Subject: Re: [htdig] url_part_aliases
From: Geoff Hutchison (
Date: Wed Sep 06 2000 - 10:31:13 PDT

On Wed, 6 Sep 2000, Gilles Detillieux wrote:

> > As I understand it, url_part_aliases work by substituting a string
> > portion within the URL with a corresponding numeric value. If now
> > 2 databases get merged into a new one and both have different defi-
> > nitions for url_part_aliases, this should cause a conflict.

Yes, this is correct. When I wrote the merge code for 3.1.0, I thought
about the url_part_aliases, but decided to leave it alone. In retrospect,
this may seem a bit unclear, but it would take additional care to make
sure all the URLs are recoded correctly. Since documents are stored by URL
in 3.1.5, you would essentially have to rebuild a new document DB from the
ground up with a new encoding after decoding all URLs in the component
DBs. (This is the worst-case scenario, but I didn't like the prospect of
that either.) This is all one reason storing the documents keyed by URLs
isn't as useful as storing by DocID.

> The author (I think it was Hans-Peter) merely suggested using values
> like *1, *2, etc., to avoid conflicts with existing patterns in URLs,
> which would then have to be encoded themselves using up more space.

Correct on both counts.

> As for maintaining the same values for url_part_aliases, I'd agree that
> this is a good idea for all the htdig and htmerge operations, though I'm
> not 100% certain the author intended for this to be necessary.
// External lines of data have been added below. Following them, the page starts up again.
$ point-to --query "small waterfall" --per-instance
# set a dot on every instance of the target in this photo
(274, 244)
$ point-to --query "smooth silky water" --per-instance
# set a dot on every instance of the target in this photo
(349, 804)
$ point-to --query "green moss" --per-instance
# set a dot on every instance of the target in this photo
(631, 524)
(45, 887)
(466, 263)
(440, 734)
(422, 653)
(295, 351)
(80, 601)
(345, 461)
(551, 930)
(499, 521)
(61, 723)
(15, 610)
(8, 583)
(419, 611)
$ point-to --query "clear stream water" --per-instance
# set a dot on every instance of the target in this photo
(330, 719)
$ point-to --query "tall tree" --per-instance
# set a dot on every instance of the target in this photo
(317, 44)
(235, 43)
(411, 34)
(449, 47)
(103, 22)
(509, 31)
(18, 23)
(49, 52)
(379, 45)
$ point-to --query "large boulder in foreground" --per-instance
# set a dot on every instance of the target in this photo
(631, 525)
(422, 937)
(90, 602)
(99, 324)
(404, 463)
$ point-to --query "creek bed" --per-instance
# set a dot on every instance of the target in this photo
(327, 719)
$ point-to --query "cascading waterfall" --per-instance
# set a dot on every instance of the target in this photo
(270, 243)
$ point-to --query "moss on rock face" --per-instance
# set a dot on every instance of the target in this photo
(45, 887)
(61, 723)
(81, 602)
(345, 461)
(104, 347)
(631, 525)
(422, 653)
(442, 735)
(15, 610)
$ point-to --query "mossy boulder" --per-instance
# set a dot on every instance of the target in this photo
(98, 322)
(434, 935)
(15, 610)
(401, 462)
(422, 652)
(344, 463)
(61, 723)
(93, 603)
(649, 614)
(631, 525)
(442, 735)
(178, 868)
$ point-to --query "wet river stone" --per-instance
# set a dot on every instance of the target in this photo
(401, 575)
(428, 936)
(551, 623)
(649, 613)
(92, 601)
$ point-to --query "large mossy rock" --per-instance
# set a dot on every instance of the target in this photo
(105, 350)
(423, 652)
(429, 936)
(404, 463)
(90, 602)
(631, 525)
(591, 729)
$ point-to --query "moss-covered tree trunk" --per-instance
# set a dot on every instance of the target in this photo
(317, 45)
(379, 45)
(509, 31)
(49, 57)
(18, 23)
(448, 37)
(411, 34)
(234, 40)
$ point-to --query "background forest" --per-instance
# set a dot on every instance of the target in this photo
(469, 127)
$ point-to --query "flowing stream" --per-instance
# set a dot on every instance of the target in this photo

No, but Hans-Peter and I were writing the merge code and url_part_aliases
in parallel. So I didn't think much about his code because I couldn't see
it and vice-versa.

N.B. This shouldn't be an issue in 3.2 since the databases are keyed
differently, but I'll make sure to test this.

In any case, it would be very useful to get platform information to winnow
down the possibilities.

-Geoff Hutchison
Williams Students Online